Ob in einem Windpark oder einzeln: Windräder ab 100 Meter Gesamthöhe müssen nachts durch Lichtsignale auf sich aufmerksam machen. Das ist für die Flugsicherung in Deutschland so vorgeschrieben. Viele Menschen in der näheren Umgebung empfinden das Blinken als störend. Der Gesetzgeber hat darauf reagiert: Seit Ende 2022 müssen alte und neue Windräder mit speziellen Lichtern ausgestattet werden. Sie dürfen nur aufleuchten, wenn sich ein Flugobjekt nähert. Die neue Technik soll die Lichtaktivität um rund 90 Prozent senken.
Gesundheitsrisiko Windenergie: Was ist dran an der Infraschall-Theorie?
Infraschall ist ein Schall mit sehr niedrigen Frequenzen unterhalb von 20 Hertz. Sein Einsatz ist in Deutschland im Rahmen der Lärmschutzverordnung geregelt. Sie gibt vor, welche Lärmbelastung in Wohnumgebungen erlaubt ist. Die Infraschall-Emissionen von Windrädern liegen deutlich unter der Grenze dessen, was Menschen wahrnehmen können und werden meist von anderen Geräuschen wie Wind übertönt. Trotzdem hält sich hartnäckig der Glaube: Durch Windenergie erzeugter Infraschall könne krank machen. Mehrere Studien haben das inzwischen widerlegt.

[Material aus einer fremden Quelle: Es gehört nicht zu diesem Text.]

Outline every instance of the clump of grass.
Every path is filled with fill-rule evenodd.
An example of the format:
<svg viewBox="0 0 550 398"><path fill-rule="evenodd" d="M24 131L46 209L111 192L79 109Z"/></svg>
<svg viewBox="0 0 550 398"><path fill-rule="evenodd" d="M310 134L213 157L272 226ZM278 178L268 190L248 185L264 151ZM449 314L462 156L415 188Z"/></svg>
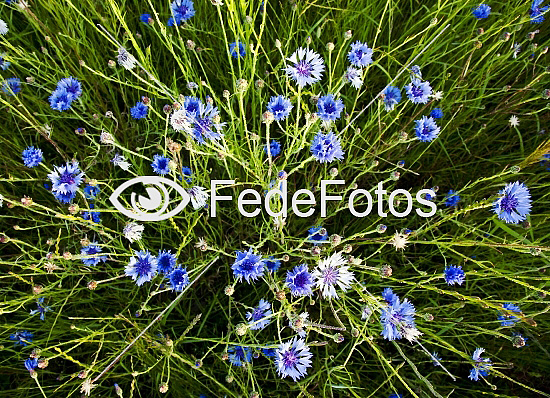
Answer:
<svg viewBox="0 0 550 398"><path fill-rule="evenodd" d="M1 84L21 81L20 93L0 96L3 394L72 396L93 381L92 395L118 394L116 383L125 397L166 390L229 397L549 396L549 184L547 165L540 164L550 152L549 36L546 23L530 24L528 3L490 4L491 15L482 20L471 15L474 6L196 1L191 19L168 27L168 1L2 3L0 19L9 27L0 36L2 57L11 65L0 71ZM143 13L150 14L148 23L140 21ZM373 49L359 89L344 77L355 41ZM244 44L244 56L232 56L233 42ZM121 47L135 68L117 62ZM284 71L299 47L319 53L326 66L320 82L301 88ZM440 99L416 105L407 99L403 87L415 65ZM53 110L49 97L69 76L81 82L82 94L70 109ZM403 99L386 111L379 93L390 82ZM326 94L345 106L330 128L312 116ZM277 95L293 109L285 120L265 123ZM219 109L223 137L199 144L172 128L171 115L181 106L175 103L186 96ZM147 116L134 119L130 109L139 101L147 103ZM436 121L440 133L420 142L415 121L434 108L444 114ZM518 126L510 125L513 115ZM318 131L328 130L345 155L325 164L310 146ZM277 156L264 151L271 140L281 144ZM22 162L28 146L43 151L37 167ZM127 171L112 162L117 153L131 164ZM141 239L130 242L123 230L132 220L109 196L132 177L153 175L156 154L172 161L165 177L185 188L233 180L218 193L235 199L247 188L264 194L277 187L284 171L289 196L307 188L318 200L322 180L343 180L328 192L344 200L330 201L326 217L317 203L309 217L289 211L277 222L265 210L244 217L234 201L219 202L216 217L209 208L188 207L141 223ZM72 205L62 204L47 175L73 159L86 181ZM492 207L515 181L529 188L533 208L526 222L507 224ZM438 187L436 214L383 217L374 203L368 216L353 216L351 192L361 188L376 198L379 182L388 192L413 196ZM93 199L83 191L90 183L100 188ZM446 205L450 190L460 197L453 206ZM355 204L367 208L364 196ZM280 209L281 202L272 205ZM405 207L402 200L397 210ZM312 227L321 227L314 231L324 243L312 241ZM94 242L106 261L86 266L81 250ZM235 253L249 248L273 256L280 268L254 283L237 281ZM181 294L162 276L136 286L125 267L140 250L154 256L171 250L193 284ZM338 252L354 274L338 299L315 288L311 296L290 294L288 271L301 264L311 271ZM449 265L465 271L462 285L445 282ZM381 294L388 287L414 304L422 335L412 344L381 335L387 309ZM255 330L247 313L261 299L272 313ZM507 312L505 303L521 312ZM44 320L30 314L39 308ZM499 314L515 318L503 326ZM10 335L23 330L32 341L14 345ZM307 374L293 381L277 373L263 349L277 349L297 330L305 332L312 358ZM250 352L245 366L234 365L235 346ZM492 368L474 382L468 375L478 347ZM31 377L24 365L29 356L42 360Z"/></svg>

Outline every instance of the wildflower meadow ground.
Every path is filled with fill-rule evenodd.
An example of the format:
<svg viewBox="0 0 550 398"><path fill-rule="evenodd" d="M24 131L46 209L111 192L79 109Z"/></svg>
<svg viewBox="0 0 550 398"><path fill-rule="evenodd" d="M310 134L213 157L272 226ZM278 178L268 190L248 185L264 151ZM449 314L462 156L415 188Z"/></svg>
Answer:
<svg viewBox="0 0 550 398"><path fill-rule="evenodd" d="M549 12L0 0L0 397L550 397Z"/></svg>

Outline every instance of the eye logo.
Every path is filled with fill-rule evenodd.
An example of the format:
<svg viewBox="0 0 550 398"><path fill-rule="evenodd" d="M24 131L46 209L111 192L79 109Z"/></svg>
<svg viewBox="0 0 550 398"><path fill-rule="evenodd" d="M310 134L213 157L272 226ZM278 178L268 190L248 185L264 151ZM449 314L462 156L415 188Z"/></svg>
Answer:
<svg viewBox="0 0 550 398"><path fill-rule="evenodd" d="M130 194L130 204L132 205L132 209L127 209L122 203L120 203L119 196L126 188L136 184L142 184L145 186L147 196L138 195L135 192L132 192ZM175 208L170 210L168 213L163 214L170 204L170 194L168 193L166 186L175 189L181 195L182 200ZM139 221L161 221L173 217L182 211L191 201L191 197L181 185L172 180L157 176L142 176L132 178L131 180L120 185L111 194L109 200L118 211L127 217ZM146 211L142 211L141 209L145 209ZM154 212L148 213L147 211Z"/></svg>

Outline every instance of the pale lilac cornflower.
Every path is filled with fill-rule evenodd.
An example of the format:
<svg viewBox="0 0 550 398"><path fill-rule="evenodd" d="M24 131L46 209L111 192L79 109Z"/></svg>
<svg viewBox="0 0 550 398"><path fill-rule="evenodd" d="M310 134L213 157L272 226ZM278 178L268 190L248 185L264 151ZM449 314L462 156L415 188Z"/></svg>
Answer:
<svg viewBox="0 0 550 398"><path fill-rule="evenodd" d="M135 251L134 256L124 268L126 276L132 277L136 285L141 286L145 282L150 282L157 274L157 259L149 250Z"/></svg>
<svg viewBox="0 0 550 398"><path fill-rule="evenodd" d="M208 191L206 188L194 186L189 188L187 193L191 197L193 209L198 210L206 206L206 201L208 200Z"/></svg>
<svg viewBox="0 0 550 398"><path fill-rule="evenodd" d="M249 321L248 324L250 325L250 329L264 329L271 322L269 316L272 313L269 301L261 299L257 307L246 313L246 319Z"/></svg>
<svg viewBox="0 0 550 398"><path fill-rule="evenodd" d="M126 158L124 157L124 155L120 155L118 153L115 154L114 158L111 159L111 162L113 162L115 166L120 167L124 171L128 171L128 169L131 166L131 164L128 161L126 161Z"/></svg>
<svg viewBox="0 0 550 398"><path fill-rule="evenodd" d="M430 82L413 79L405 86L405 92L413 104L426 104L432 95L432 87Z"/></svg>
<svg viewBox="0 0 550 398"><path fill-rule="evenodd" d="M313 270L312 275L324 298L338 299L336 286L339 286L344 292L351 287L355 277L347 264L348 261L341 252L319 261L319 265Z"/></svg>
<svg viewBox="0 0 550 398"><path fill-rule="evenodd" d="M141 239L144 229L145 227L141 224L129 222L122 230L122 233L124 234L124 237L130 241L130 243L134 243L135 241Z"/></svg>
<svg viewBox="0 0 550 398"><path fill-rule="evenodd" d="M361 69L354 68L353 66L348 67L346 73L344 73L344 79L346 82L351 84L353 88L359 89L363 85L363 77Z"/></svg>
<svg viewBox="0 0 550 398"><path fill-rule="evenodd" d="M292 65L285 68L286 74L299 87L318 82L325 70L325 63L321 56L309 48L298 48L290 58L287 58L287 61Z"/></svg>
<svg viewBox="0 0 550 398"><path fill-rule="evenodd" d="M294 339L282 343L275 350L275 366L277 373L282 378L290 376L296 381L307 374L307 368L311 367L313 354L303 339Z"/></svg>

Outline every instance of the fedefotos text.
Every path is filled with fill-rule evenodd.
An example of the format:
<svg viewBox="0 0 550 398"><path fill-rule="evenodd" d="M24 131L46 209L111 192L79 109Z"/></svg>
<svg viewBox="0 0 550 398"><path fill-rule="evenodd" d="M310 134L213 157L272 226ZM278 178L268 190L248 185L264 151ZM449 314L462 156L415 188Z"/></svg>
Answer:
<svg viewBox="0 0 550 398"><path fill-rule="evenodd" d="M290 197L290 208L292 212L298 217L310 217L317 210L317 204L320 205L321 217L327 216L327 203L328 202L342 202L344 198L342 195L327 193L327 187L331 185L345 185L344 180L321 180L320 186L320 198L319 201L315 198L315 195L309 189L299 189ZM223 186L234 185L234 180L212 180L210 182L210 216L216 217L218 209L218 203L222 201L232 201L233 197L230 195L222 195L217 191L223 189ZM374 190L374 196L376 198L376 211L379 217L387 217L386 201L384 198L388 195L388 192L384 189L383 183L379 182ZM416 214L420 217L431 217L437 211L437 206L434 202L426 199L426 195L435 196L435 192L431 189L422 189L415 195L416 201L419 205L429 208L429 211L424 211L422 208L416 208ZM399 198L398 198L399 196ZM281 206L277 211L274 211L271 206L271 199L275 198L281 202ZM355 217L368 216L374 207L375 198L366 189L354 189L349 193L347 198L347 207L352 215ZM403 211L396 209L398 201L406 202L406 208ZM263 203L262 203L263 202ZM389 193L387 198L387 210L394 217L407 217L414 205L414 200L411 193L405 189L396 189ZM366 208L363 208L366 205ZM245 209L248 207L248 210ZM253 210L251 209L253 208ZM262 207L272 217L286 217L289 209L289 193L287 190L287 181L282 180L276 188L268 191L264 198L255 189L245 189L239 193L237 197L237 208L239 212L245 217L256 217L262 211ZM361 207L361 211L358 211L356 207Z"/></svg>

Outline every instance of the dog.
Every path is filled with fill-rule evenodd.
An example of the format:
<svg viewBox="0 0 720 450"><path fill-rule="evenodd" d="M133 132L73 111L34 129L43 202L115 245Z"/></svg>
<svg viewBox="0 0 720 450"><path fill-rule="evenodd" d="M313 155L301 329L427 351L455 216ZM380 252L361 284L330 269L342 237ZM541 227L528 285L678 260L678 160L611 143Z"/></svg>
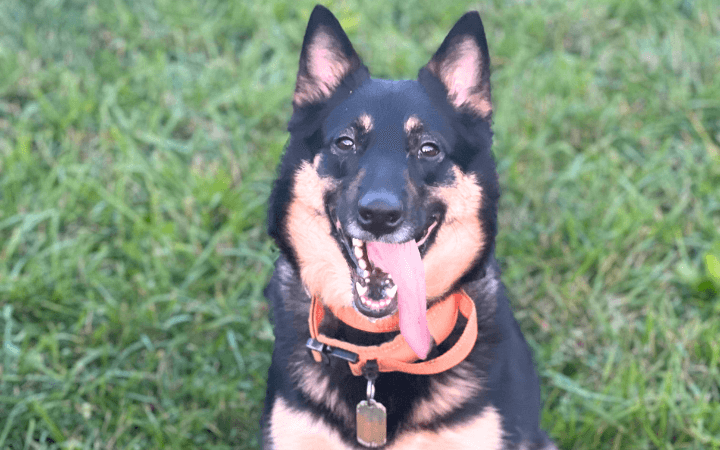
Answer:
<svg viewBox="0 0 720 450"><path fill-rule="evenodd" d="M417 80L313 10L269 201L264 449L554 449L494 257L490 58L462 16Z"/></svg>

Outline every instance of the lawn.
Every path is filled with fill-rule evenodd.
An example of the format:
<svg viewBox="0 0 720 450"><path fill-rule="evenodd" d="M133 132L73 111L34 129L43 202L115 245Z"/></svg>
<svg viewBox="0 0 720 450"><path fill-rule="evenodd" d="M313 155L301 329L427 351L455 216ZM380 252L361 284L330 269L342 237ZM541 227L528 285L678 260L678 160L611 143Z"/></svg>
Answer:
<svg viewBox="0 0 720 450"><path fill-rule="evenodd" d="M313 5L0 0L1 449L258 448ZM389 78L480 11L497 253L559 446L720 449L716 0L327 6Z"/></svg>

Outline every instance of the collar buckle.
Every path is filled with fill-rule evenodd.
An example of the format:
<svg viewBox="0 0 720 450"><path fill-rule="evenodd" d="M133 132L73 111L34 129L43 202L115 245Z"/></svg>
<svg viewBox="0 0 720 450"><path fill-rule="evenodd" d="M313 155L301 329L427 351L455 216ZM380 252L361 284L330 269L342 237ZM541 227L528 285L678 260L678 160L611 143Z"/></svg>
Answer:
<svg viewBox="0 0 720 450"><path fill-rule="evenodd" d="M343 350L338 347L331 347L327 344L323 344L322 342L318 341L314 338L309 338L307 342L305 343L305 347L307 347L309 350L313 352L317 352L320 355L322 355L322 361L325 364L330 364L330 356L334 358L342 359L343 361L347 361L349 363L357 363L358 362L358 354L353 353L348 350Z"/></svg>

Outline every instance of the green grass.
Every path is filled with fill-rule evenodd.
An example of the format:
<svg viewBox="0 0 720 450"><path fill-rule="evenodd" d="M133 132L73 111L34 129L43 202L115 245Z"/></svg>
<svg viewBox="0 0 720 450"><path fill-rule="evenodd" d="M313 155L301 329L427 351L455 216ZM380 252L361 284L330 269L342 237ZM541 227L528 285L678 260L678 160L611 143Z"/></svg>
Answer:
<svg viewBox="0 0 720 450"><path fill-rule="evenodd" d="M720 449L714 0L328 6L414 77L479 9L498 255L563 449ZM252 449L313 3L0 1L0 448Z"/></svg>

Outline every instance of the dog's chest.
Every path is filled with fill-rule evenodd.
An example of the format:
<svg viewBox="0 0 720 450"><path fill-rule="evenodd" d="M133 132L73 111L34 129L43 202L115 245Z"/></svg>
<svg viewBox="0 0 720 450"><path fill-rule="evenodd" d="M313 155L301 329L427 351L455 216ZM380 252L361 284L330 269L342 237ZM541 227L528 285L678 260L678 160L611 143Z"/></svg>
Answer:
<svg viewBox="0 0 720 450"><path fill-rule="evenodd" d="M350 450L359 447L347 445L337 430L325 420L291 408L280 397L275 400L267 432L275 449ZM477 417L453 427L444 427L437 431L408 430L386 448L500 450L503 448L501 418L494 408L487 407Z"/></svg>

Wie stark gefährden Windparks und Windräder die Vogelwelt?
Jedes Jahr kollidieren in Deutschland zwischen 10.000 und 100.000 Vögel mit Windrädern. Das entspricht bei bundesweit rund 28.000 Windrädern an Land einer Quote von unter einem Vogel bis etwa vier Vögeln pro Anlage und Jahr. Zum Vergleich: 100 bis 115 Millionen Vögel sterben jährlich an den Fensterscheiben von Gebäuden, etwa 70 Millionen durch Straßen- und Bahnverkehr und 20 bis 100 Millionen durch Hauskatzen.
Doch obwohl andere Faktoren für die meisten Vögel weitaus gefährlicher sind, geraten sie eben auch in die Rotoren von Windkraftanlagen oder fliegen gegen den Betonmast. Bei der Planung der Windräder wird daher ein Mindestabstand zu Nistplätzen besonders gefährdeter Arten empfohlen. Gutachter prüfen das. Außerdem sollen Windräder möglichst nicht die Flugroute der Vögel behindern. Experten arbeiten an Systemen, die das Windrad abschalten, sobald Vögel sich nähern. Auch Farben können helfen: Bei manchen Anlagen ist der Mast grün oder braun eingefärbt, sodass die Tiere ihn besser erkennen.
Windenergie im Winter: Lässt Eis das Windrad stillstehen?
Im Winter sieht man einzelne Windräder zeitweise stillstehen. Der Grund: Ihre Rotorblätter vereisen. Auswirkungen auf die Stromversorgung in Deutschland hat das aber nicht. Vereiste Windräder werden im Übrigen automatisch abgeschaltet. Das soll verhindern, dass Eis herabfällt und Menschen gefährdet. Achten Sie bei Winterspaziergängen in der Nähe von Windrädern deshalb auf entsprechende Warnschilder.
Energetische Kosten für ein Windrad sind schnell wieder drin
Für die Windkraft spricht nicht zuletzt ihre Ökobilanz. Eine Windturbine an Land hat sich nach drei bis sieben Monaten energetisch amortisiert. Heißt: Dann hat sie bereits so viel Energie geliefert, wie für ihre Herstellung, ihren Betrieb und ihre Entsorgung notwendig sind. Und auch die schwere Energiekrise, die wir infolge des russischen Angriffskriegs auf die Ukraine gerade erleben, führt uns vor Augen: Jede Kilowattstunde Strom, die wir aus Wind, Sonne oder Biomasse erzeugen, ist nicht nur ein Gewinn fürs Klima, sondern sie macht uns auch unabhängiger von Energieimporten aus autokratischen Staaten.